The fallback detection for win_getpass checks that sys.stdin is different from sys.__stdin__. If yes, it assumes that it's incapable of disabling echo, and calls default_getpass which reads from stdin.

If they are the same object, it assumes it's in a terminal and uses msvcrt to read characters.

I was not able to find any rationale for this check, it seems to have been introduced, oh wow, in 2001, to fix something IDLE-related.

Anyway, the check is trivially incorrect. It fails when such script is launched from subprocess.Popen(stdin=PIPE), where both sys.stdin and sys.__stdin__ are the same instance of TextIOWrapper. Same actually happens in MinTTY (Git Bash etc.) which is not a true terminal as far as I was able to find out?

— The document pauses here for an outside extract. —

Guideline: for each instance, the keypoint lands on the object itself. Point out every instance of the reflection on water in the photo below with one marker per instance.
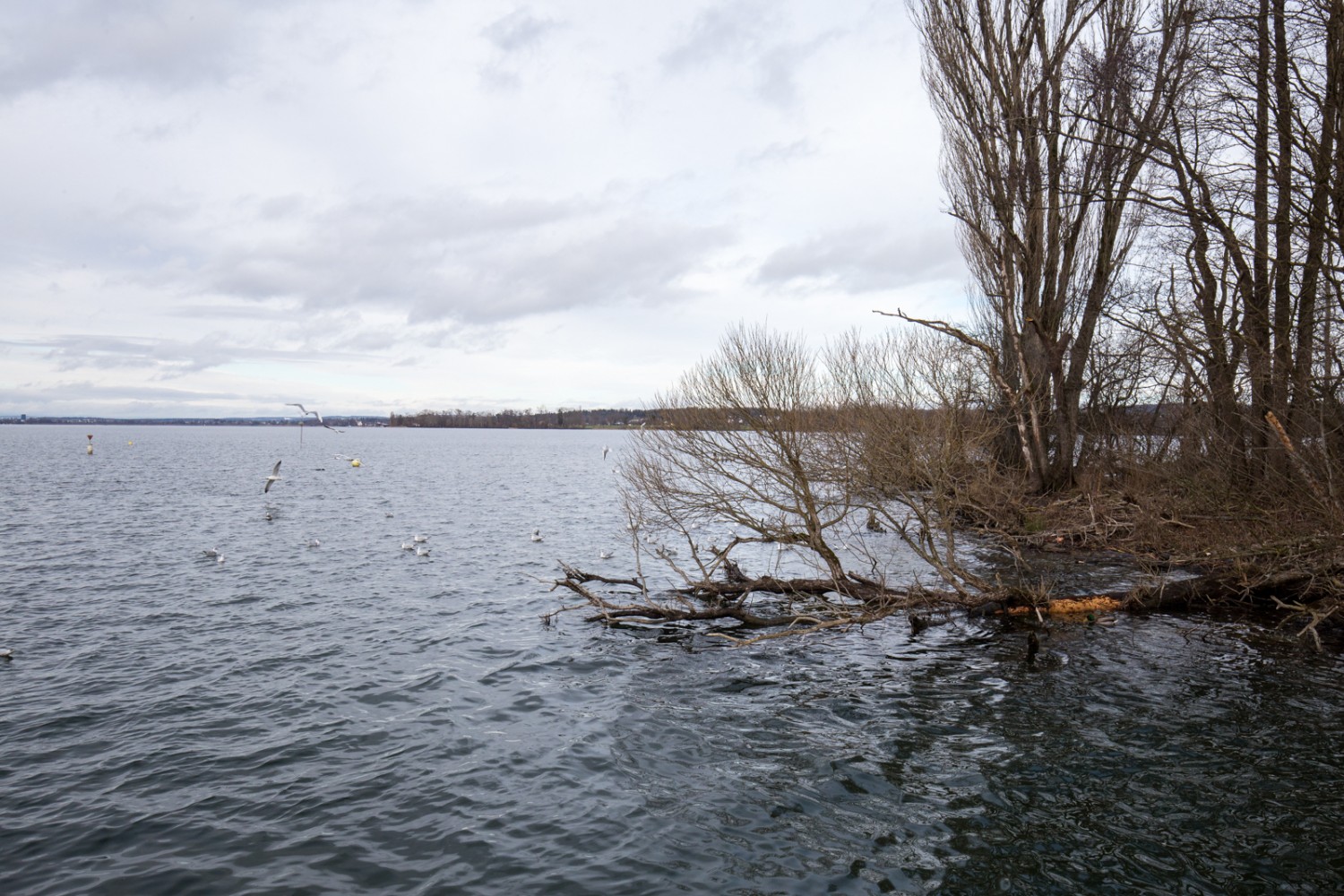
(357, 719)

It seems that a better check would be, e.g., sys.stdin.isatty(), which correctly returns False both in subprocesses and in MinTTY.

[3972415a-0eb5-40af-8526-eecd8c293a0a]

...this is a problem because:

When the check incorrectly infers that it can use msvcrt while its stdin is a pipe, the calls to putwch and getwch are going into the void and the program effectively freezes waiting for input that never comes.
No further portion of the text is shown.